# How were these much simpler derivatives derived (vs. my longer/messier ones)? Efficient/correct use of chain vs. product rule?

I was trying to reverse engineer an equation from an article I was reading. The basic expressions I was working from were:

$$ε = \frac{1}{2}w_x^2\tag{1}$$

$$b_1ε_tw_{xx} + b_2ε_{tt}w_{xx} + b_1ε_{xt}w_x + b_2ε_{xtt}w_x\tag{2}$$

$$(2)=2b_1w_xw_{xx}w_{xt} + 2b_2w_xw_{xx}w_{xtt} + b_1w_x^2w_{xxt} + b_2w_x^2w_{xxtt}\tag{3}$$

I found that I was able to get their equation (3) but only by using derivations of the $$ε$$ terms using a specific method I'm not sure of.

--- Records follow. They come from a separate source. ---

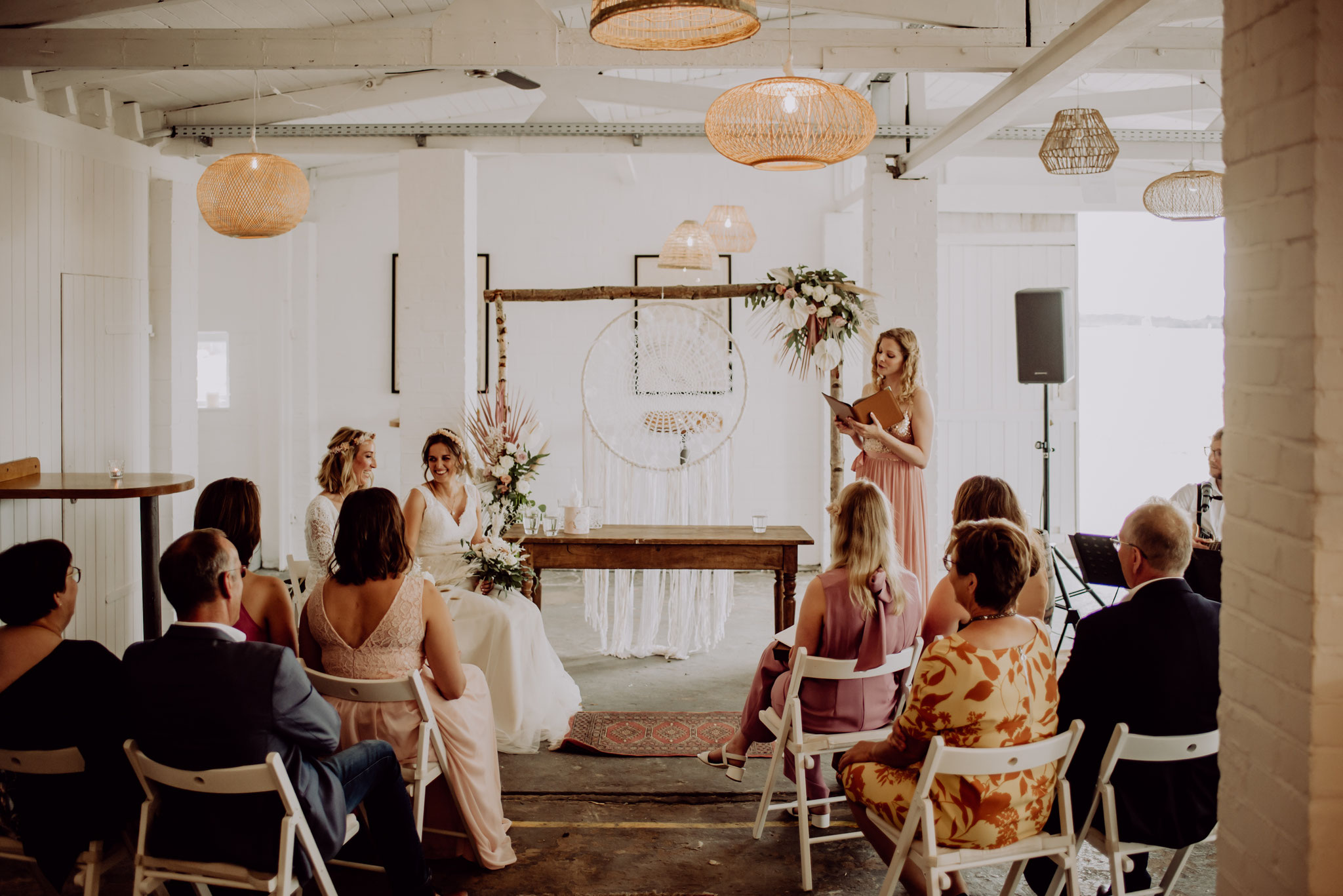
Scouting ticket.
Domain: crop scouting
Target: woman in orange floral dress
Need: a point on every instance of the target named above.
(989, 686)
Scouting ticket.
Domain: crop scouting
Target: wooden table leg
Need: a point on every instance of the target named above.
(151, 608)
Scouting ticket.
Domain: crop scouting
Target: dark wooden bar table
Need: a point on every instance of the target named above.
(100, 486)
(676, 547)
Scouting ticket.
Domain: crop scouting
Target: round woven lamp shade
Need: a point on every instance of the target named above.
(672, 24)
(253, 195)
(1079, 143)
(689, 246)
(790, 124)
(731, 229)
(1186, 195)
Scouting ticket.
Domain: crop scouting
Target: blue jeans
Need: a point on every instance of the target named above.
(372, 778)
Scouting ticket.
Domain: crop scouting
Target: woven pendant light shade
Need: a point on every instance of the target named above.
(731, 229)
(689, 246)
(672, 24)
(1186, 195)
(790, 124)
(1079, 143)
(253, 195)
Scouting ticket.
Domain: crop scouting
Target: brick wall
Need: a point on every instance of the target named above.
(1281, 711)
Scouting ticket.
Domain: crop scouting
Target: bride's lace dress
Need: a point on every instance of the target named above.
(397, 648)
(501, 633)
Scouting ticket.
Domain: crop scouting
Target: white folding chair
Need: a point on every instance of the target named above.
(807, 749)
(422, 771)
(266, 777)
(938, 863)
(1140, 749)
(93, 861)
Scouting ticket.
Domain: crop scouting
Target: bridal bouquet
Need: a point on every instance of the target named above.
(817, 313)
(511, 445)
(498, 562)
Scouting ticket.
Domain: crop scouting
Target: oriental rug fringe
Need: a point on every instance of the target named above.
(654, 734)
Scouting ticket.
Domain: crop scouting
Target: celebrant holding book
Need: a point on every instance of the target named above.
(894, 457)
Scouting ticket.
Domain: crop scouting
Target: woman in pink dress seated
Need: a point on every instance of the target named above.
(371, 618)
(233, 507)
(896, 458)
(865, 606)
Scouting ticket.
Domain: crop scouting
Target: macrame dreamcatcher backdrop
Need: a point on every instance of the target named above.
(664, 389)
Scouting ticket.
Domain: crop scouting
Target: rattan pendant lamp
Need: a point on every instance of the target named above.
(731, 229)
(1190, 194)
(253, 195)
(790, 123)
(689, 248)
(672, 24)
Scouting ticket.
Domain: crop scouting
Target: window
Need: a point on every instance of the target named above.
(212, 370)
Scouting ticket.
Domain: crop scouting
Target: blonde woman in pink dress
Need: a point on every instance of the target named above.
(376, 618)
(894, 458)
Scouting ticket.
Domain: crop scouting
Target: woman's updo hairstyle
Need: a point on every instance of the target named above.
(456, 446)
(999, 555)
(34, 574)
(336, 473)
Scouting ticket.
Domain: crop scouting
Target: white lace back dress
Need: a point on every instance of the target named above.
(397, 648)
(501, 633)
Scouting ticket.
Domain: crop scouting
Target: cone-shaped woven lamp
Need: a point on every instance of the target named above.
(253, 195)
(1186, 195)
(731, 229)
(790, 124)
(1079, 143)
(689, 246)
(672, 24)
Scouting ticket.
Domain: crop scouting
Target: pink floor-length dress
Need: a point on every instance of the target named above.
(395, 649)
(903, 484)
(841, 707)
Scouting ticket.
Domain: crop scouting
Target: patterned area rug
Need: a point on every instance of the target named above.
(654, 734)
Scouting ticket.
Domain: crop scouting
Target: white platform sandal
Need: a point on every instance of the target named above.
(735, 773)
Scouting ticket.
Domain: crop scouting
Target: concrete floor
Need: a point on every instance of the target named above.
(617, 827)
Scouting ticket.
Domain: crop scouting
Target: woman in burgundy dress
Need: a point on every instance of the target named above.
(865, 606)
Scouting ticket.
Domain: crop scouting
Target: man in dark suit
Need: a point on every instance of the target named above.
(203, 697)
(1149, 661)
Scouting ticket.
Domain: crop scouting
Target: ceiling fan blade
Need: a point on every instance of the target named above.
(515, 79)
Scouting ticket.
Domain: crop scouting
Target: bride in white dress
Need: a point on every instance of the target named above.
(534, 696)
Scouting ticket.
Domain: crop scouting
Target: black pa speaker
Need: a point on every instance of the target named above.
(1043, 354)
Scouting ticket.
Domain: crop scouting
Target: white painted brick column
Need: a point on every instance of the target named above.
(174, 433)
(437, 296)
(1281, 659)
(900, 262)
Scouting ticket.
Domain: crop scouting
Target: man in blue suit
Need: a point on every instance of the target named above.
(203, 697)
(1149, 661)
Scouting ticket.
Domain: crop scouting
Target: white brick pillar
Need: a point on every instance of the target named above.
(1281, 659)
(900, 263)
(437, 297)
(174, 433)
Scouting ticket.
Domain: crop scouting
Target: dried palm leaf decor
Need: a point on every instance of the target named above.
(672, 24)
(1079, 143)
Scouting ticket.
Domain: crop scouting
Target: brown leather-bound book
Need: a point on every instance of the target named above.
(883, 403)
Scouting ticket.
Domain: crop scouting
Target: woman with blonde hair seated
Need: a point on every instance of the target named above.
(375, 618)
(348, 465)
(992, 684)
(865, 606)
(986, 497)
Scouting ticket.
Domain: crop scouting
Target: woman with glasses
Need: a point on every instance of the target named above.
(60, 692)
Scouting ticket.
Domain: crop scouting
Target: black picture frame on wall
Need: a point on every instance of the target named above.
(485, 325)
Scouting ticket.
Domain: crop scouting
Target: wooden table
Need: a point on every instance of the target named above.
(676, 547)
(147, 486)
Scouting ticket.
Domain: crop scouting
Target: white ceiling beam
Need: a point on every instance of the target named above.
(1107, 30)
(26, 14)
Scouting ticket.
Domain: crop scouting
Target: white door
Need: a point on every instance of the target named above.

Solely using the product rule applying all derivatives in a stepwise fashion we get the following set of equations we will call "Set A":

[SET A] All derivatives via stepwise product rule:

• $$ε = \frac{1}{2}w_x^2$$
• $$ε_x = w_xw_{xx}$$
• $$ε_t = w_xw_{xt}$$
• $$ε_{xt} = w_{xt}w_{xx}+w_xw_{xxt}$$
• $$ε_{tt} = w_{xt}^2 + w_xw_{xtt}$$
• $$ε_{xtt} = w_{xtt}w_{xx} + 2w_{xt}w_{xxt} + w_xw_{xxtt}$$

If you substitute "Set A" into (2) you get:

$$2b_1w_xw_{xx}w_{xt} + b_2w_{xt}^2w_{xx} + 2b_2w_xw_{xx}w_{xtt} + b_1w_x^2w_{xxt} + 2b_2w_xw_{xt}w_{xxt} + b_2 w_x^2w_{xxtt}\tag{4}$$

(4) at least superficially does not seem the same as (3).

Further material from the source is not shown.